The Visitor: Nandini Valli
This was deeply disappointing. I’d absolutely loved Valli’s The Definite Incarnate and her series with the school kids in fancy dress against a backdrop was interesting. She’s also done a set of photographs showing how women do their hair. Valli’s photographs, so far, tend to be able to communicate the concepts behind them and at a very basic level, her photographs look good. There’s nothing wrong with how The Visitor looks technically speaking, but it was an utterly forgettable show. While The Definite Incarnate was fun as well as poignant. The blue god in our modern world was beautifully out of place. The way she used the textures, the colours, the sets — it was remarkable. The Visitor looks as lushly produced as The Definite Incarnate, but you have to wonder what’s the point? This was like watching an artist plagiarise themselves. So Vishnu now has a swimming pool with diyas instead of a sea of chaos. Then what? The few shots that did work for me were the ones that showed him as vulnerable, like one in which he’s sprawled on the surface of the pool as though he’s slipped. There was another one that showed two blue gods looking at each other, almost confrontationally. This one could have been fun — maybe if a different Krishna was facing off? Maybe like an anima Krishna? I don’t know. I’m not an artist — but it looked a bit like a shot from a jatra. Also, for some reason, Valli decided to add angelic wings to Krishna and then plonk him in a Garden of Eden-ish space, which is something I’m yet to figure out. It just seemed as though she got bored with the swimming pool and so added the garden.
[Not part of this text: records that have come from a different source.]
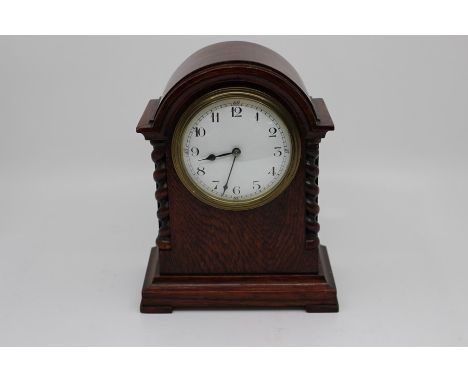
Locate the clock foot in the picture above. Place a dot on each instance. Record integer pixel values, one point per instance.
(155, 309)
(312, 292)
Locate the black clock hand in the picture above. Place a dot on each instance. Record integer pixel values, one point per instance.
(236, 153)
(213, 157)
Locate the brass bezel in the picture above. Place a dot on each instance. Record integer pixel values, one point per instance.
(198, 105)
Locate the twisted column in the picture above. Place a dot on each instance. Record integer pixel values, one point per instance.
(163, 241)
(311, 198)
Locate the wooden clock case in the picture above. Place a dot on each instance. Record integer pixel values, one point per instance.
(269, 256)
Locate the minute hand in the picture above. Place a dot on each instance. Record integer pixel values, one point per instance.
(235, 152)
(213, 157)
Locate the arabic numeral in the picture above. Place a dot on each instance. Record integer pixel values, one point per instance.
(200, 132)
(236, 111)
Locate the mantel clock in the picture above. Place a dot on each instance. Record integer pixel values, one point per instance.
(236, 145)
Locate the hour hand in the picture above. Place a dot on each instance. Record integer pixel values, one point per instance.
(212, 157)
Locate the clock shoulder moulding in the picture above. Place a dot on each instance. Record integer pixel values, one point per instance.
(266, 254)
I suppose part of the problem in the show was the lack of variety. Ironically, when Valli had to be inventive about the shoot in her last Krishna series, she ended up creating a lovely sense of variety. This time, she’s shot in an outdoor location, which is more expensive and more difficult to control etc, but the effect is that the photos lack variation. Also, I’m not sure if it was the lighting in the gallery, but the colours in the pool series didn’t look anywhere as rich as I’d expect. The garden set were more vivid, but I have to admit, I kept thinking of No Doubt’s video of “Don’t Speak”. All in all, nothing in this show really worked for me. If you haven’t seen the first avatar of this concept, then it’s probably beautiful. If you’re devoutly Hindu, this will definitely appeal to you because there’s very little cheekiness in the show. For me, though, I expected much more of story and quirk from Valli.